Nas ilhas de colonização francesa, fazendeiros impediam as suas negras grávidas
de carregarem fardos e tratavam os recém-nascidos infectados pelas doenças
venéreas de suas mães.Filhos e netos bastardos e ilegítimos traziam ainda para dentro dos fogos todo um complexo universo de relações e sentimentos maternais. Madrastas ou mães substitutas compadeciam-se e cuidavam dos “filhinhos” de outros ventres, deixando entrever que o exercício da maternidade no período colonial se concretizava na prática de mulheres e crianças unirem-se por melhores condições materiais de vida. Foi movida por essa mentalidade que, em 1756, na vila de São Sebastião, São Paulo, Catarina Gonçalves de Oliveira defendera seu enteado. Ela conta ao longo de seu processo de divórcio “que, pretendendo o réu seu marido castigar a um filhinho natural que houve antes de casar, por ter então o vício de comer terra, […] acudindo a autora ao dito menino” acabou levando “uma chicotada” endereçada à criança.
Solitárias e amalgamadas às suas proles, as mães resistiam à violência, mas,
sobretudo, à solidão, este sério percalço inerente às migrações masculinas que aumentaram a partir do século XVIII em função da descoberta do ouro. Desamparadas ou ‘deixadas’, vivendo da rotina do comércio de gêneros, da prestação de serviços, as mulheres tentavam romper as barreiras da pobreza e do isolamento, valendo-se para isso do círculo de comadres e vizinhas.
Filhos ilegítimos podiam crescer e eventualmente tomar-se alvo do amor das
legítimas esposas de seus pais, quando suas mães biológicas não se interpunham
entre o casal legítimo.
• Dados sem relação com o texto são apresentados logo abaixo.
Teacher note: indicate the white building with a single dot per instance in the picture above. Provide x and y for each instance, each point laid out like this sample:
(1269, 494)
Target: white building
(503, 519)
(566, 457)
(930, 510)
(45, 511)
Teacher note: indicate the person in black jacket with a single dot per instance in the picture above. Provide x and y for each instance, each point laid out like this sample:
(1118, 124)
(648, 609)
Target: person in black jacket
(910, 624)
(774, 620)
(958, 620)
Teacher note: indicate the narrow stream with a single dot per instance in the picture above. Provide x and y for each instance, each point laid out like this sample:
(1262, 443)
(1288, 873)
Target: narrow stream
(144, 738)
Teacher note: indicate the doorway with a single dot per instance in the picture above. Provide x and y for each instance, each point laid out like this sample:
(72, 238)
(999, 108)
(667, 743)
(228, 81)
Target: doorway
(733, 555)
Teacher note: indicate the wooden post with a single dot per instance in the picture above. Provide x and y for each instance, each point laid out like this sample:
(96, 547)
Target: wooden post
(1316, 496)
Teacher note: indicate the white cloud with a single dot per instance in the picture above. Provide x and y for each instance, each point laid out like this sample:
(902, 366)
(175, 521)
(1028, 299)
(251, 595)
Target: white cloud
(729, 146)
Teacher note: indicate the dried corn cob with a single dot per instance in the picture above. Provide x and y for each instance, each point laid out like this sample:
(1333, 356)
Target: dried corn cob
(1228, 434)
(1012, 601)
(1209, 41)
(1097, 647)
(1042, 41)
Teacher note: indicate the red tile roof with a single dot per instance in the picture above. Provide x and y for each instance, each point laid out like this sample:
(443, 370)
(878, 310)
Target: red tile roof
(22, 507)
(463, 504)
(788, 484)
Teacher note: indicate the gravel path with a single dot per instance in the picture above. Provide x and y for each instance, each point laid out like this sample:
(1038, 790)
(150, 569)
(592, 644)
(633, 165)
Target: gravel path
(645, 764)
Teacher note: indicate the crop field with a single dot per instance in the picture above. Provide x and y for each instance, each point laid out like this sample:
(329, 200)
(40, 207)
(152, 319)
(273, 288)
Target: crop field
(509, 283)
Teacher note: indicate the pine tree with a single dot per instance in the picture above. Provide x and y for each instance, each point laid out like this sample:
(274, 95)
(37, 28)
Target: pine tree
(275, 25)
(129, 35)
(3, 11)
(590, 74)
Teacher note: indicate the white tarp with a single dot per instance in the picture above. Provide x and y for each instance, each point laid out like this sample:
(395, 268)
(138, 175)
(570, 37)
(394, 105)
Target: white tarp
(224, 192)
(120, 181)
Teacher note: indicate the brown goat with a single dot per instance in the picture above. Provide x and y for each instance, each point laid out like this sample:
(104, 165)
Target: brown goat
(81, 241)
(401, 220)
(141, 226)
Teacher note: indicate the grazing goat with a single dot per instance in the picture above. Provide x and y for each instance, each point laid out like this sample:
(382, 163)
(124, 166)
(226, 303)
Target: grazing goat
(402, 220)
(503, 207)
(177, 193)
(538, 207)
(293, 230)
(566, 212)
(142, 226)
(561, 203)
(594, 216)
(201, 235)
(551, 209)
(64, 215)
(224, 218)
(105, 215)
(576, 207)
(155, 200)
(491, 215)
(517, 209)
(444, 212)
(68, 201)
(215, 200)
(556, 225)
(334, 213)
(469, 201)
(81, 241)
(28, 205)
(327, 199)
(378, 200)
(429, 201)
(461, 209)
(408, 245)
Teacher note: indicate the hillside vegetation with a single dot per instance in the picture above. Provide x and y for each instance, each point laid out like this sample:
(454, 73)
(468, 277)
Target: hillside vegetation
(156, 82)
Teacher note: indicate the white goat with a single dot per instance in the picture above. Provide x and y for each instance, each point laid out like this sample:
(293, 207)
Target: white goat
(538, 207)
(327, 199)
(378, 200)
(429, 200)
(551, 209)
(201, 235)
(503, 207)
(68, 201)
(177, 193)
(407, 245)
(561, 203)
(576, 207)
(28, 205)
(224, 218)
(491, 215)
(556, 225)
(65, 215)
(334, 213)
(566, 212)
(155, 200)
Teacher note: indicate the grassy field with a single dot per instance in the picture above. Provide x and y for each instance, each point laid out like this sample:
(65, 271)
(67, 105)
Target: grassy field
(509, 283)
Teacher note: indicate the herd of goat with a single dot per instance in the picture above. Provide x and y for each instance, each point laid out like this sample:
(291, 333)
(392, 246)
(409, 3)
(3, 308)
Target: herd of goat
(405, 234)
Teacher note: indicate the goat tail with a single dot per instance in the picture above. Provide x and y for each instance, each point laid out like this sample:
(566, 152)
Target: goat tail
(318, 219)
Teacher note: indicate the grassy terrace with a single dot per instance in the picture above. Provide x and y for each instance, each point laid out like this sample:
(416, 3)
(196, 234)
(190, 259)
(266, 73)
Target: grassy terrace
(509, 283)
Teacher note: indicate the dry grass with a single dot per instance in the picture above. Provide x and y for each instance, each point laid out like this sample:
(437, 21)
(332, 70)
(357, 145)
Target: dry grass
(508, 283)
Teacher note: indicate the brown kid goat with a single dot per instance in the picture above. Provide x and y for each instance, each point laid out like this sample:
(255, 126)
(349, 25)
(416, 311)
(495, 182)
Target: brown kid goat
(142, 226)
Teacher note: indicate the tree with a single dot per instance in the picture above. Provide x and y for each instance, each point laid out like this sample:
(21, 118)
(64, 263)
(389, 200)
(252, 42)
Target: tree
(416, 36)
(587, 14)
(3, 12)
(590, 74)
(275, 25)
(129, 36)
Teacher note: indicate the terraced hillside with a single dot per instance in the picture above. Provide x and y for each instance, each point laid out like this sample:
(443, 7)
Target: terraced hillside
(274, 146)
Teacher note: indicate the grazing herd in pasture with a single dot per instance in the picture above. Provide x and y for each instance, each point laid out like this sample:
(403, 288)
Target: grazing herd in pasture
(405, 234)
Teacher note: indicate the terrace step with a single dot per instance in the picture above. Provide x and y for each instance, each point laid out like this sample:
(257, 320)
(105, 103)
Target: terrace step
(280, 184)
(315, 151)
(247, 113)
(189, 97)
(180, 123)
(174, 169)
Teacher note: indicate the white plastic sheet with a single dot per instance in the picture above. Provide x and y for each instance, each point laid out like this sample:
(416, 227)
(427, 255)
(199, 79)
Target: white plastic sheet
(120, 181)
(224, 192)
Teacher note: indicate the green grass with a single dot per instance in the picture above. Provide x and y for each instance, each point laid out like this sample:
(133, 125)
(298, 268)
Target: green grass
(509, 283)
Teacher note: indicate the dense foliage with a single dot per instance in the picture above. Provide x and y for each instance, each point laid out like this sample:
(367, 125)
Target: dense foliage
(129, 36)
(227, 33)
Caso contrário, o que se registrava era o ódio declarado à
rival e a percepção dos filhos bastardos como um agravante da ‘má conduta’ do
marido.
Nesse quadro de solidão e abandono em que vivia grande parte das mulheres na
Colônia, os filhos eram o que, muitas vezes, de mais valor sobrava para as mulheres que tentavam escapar de uniões incertas. Uma senhora da freguesia de Santo Amaro, São Paulo, fora depositada em casa de seus parentes “apenas com seu filho menor de ano e meio chamado Salvador, e unicamente com a roupa ordinária e caseira do corpo”.
A solidão habitava não apenas o interior de lares, mas também pairava como uma
ameaça de maridos coléricos que, não satisfeitos em terem abandonado suas esposas, queriam interromper seus vínculos com a comunidade, e, para tanto, atacavam a sua reputação.– Mary del Priore, “Ao Sul do Corpo”.
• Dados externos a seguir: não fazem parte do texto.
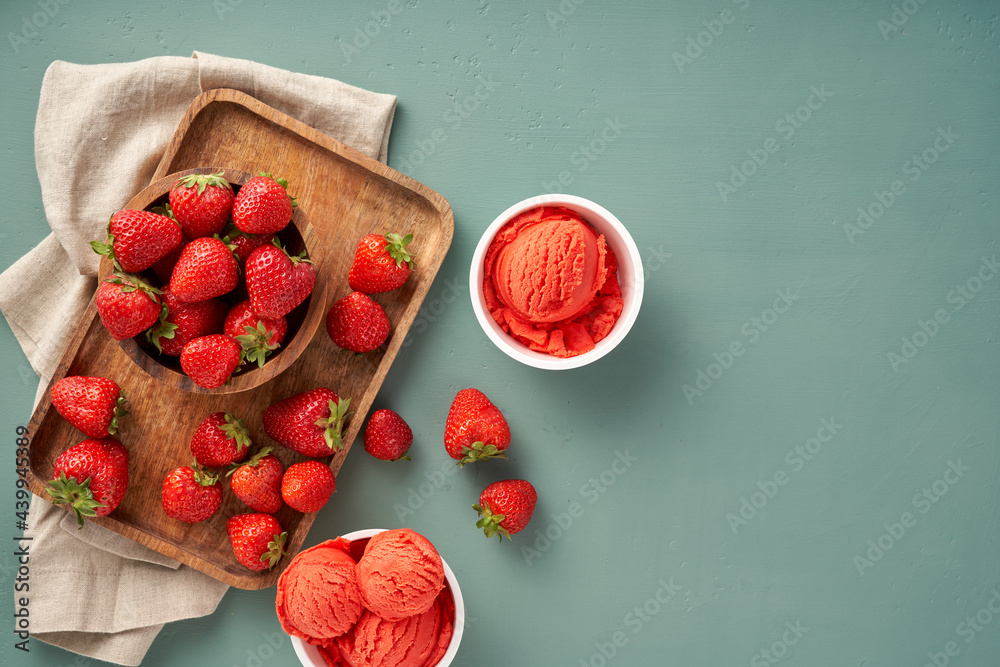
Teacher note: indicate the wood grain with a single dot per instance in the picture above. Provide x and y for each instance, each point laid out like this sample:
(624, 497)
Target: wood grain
(345, 195)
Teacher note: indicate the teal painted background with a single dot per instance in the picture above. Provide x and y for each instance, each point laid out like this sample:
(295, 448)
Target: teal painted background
(836, 102)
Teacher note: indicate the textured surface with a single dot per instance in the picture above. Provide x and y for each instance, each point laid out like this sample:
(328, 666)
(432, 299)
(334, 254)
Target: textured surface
(498, 102)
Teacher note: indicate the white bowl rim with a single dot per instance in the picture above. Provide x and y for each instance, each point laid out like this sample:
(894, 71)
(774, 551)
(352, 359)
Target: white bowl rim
(516, 350)
(309, 655)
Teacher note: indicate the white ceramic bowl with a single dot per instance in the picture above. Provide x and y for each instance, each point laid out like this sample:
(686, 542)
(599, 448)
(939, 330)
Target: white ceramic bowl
(629, 276)
(309, 655)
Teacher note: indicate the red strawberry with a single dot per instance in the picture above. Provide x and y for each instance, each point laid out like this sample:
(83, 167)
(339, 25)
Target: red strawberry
(381, 263)
(309, 423)
(202, 203)
(277, 282)
(243, 244)
(387, 436)
(210, 360)
(475, 429)
(206, 269)
(263, 205)
(258, 540)
(307, 486)
(259, 337)
(91, 404)
(182, 322)
(357, 323)
(136, 239)
(220, 440)
(164, 267)
(90, 477)
(258, 482)
(191, 495)
(505, 507)
(127, 305)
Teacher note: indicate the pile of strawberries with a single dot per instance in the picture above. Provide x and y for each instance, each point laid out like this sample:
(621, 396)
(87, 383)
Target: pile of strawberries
(206, 277)
(475, 430)
(92, 476)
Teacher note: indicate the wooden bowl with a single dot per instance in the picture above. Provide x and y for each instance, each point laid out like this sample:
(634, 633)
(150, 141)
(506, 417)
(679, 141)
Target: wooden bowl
(302, 322)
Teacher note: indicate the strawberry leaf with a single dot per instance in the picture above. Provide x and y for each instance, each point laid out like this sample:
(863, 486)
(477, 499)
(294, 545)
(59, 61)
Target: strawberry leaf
(334, 424)
(120, 411)
(68, 491)
(236, 430)
(397, 248)
(275, 550)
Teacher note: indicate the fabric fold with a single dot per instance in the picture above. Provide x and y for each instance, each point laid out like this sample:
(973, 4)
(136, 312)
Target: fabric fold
(100, 132)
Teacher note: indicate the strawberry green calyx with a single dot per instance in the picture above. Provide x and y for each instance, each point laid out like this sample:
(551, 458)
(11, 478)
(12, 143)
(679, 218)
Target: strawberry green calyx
(275, 550)
(253, 462)
(107, 248)
(397, 248)
(236, 430)
(479, 452)
(162, 328)
(120, 411)
(165, 211)
(490, 522)
(68, 491)
(255, 343)
(334, 424)
(131, 282)
(202, 181)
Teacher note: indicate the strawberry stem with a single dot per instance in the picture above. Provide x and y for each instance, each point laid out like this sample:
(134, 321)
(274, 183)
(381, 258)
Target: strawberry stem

Marcia. Meus parabéns pela qualidade do texto. Mas, ainda hoje, tem gente que acha que nada aconteceu. Que aquele comportamento era natural, para a época.
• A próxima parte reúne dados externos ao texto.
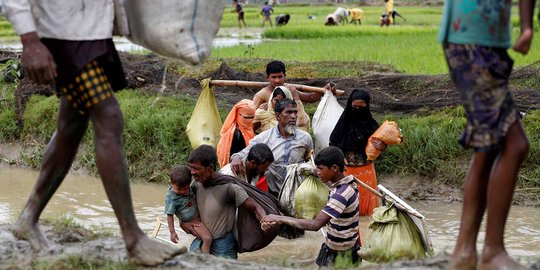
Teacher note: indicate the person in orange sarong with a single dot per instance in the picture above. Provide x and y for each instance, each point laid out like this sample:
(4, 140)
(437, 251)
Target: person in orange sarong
(351, 135)
(237, 131)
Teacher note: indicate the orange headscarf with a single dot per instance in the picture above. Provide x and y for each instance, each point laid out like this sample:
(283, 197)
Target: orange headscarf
(235, 119)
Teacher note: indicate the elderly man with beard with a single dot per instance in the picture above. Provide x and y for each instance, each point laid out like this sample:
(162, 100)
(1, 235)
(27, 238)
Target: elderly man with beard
(253, 166)
(289, 144)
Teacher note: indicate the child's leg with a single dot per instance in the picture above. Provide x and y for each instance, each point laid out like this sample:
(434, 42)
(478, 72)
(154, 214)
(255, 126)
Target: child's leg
(501, 188)
(204, 234)
(474, 205)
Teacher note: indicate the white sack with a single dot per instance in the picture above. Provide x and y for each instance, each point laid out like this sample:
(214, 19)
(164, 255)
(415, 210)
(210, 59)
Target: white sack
(325, 119)
(181, 29)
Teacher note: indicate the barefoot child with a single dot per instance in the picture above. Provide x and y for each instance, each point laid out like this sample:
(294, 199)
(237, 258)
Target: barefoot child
(180, 201)
(340, 215)
(475, 37)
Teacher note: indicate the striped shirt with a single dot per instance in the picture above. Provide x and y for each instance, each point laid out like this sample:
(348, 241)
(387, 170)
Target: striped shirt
(342, 206)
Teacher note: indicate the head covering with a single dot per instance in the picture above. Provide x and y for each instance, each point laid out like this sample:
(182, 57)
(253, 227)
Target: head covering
(235, 120)
(355, 125)
(267, 117)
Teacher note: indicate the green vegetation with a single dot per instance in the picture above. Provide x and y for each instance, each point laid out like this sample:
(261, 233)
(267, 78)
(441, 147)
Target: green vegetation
(155, 124)
(410, 46)
(80, 262)
(155, 139)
Obrigada, Juarez. Estudar a História é fundamental para a construção da cidadania.
Excelente texto!
Terrível a situação destas mães! Obrigadas a aceitar o assédio em favor da liberdade de seus filhos. Um jogo onde se perdia sempre! Como pode uma geração começar bem desta forma? Impossível é isso que as gerações atuais devem saber para acabar com o preconceito atual, pois estas gerações começaram expropriadas de tudo, sempre lutando para sobreviver! Merecem nosso apoio e respeito!
Parabéns pela iniciativa!!! Precisamos mesmo de muita história para compreendermos as nossas mazelas e flores.
Gostei muito, a solidão, descaso, abandono, quanto sofrimento!
Eu gostaria de ter uma ideia de como era tratado o aborto neste contexto!
Paulo, já publicamos alguns textos no blog sobre o aborto ao longo da História do Brasil. Por ser um tema muito importante, voltaremos a tratar dele em outras oportunidades. Obrigada pelo seu comentário!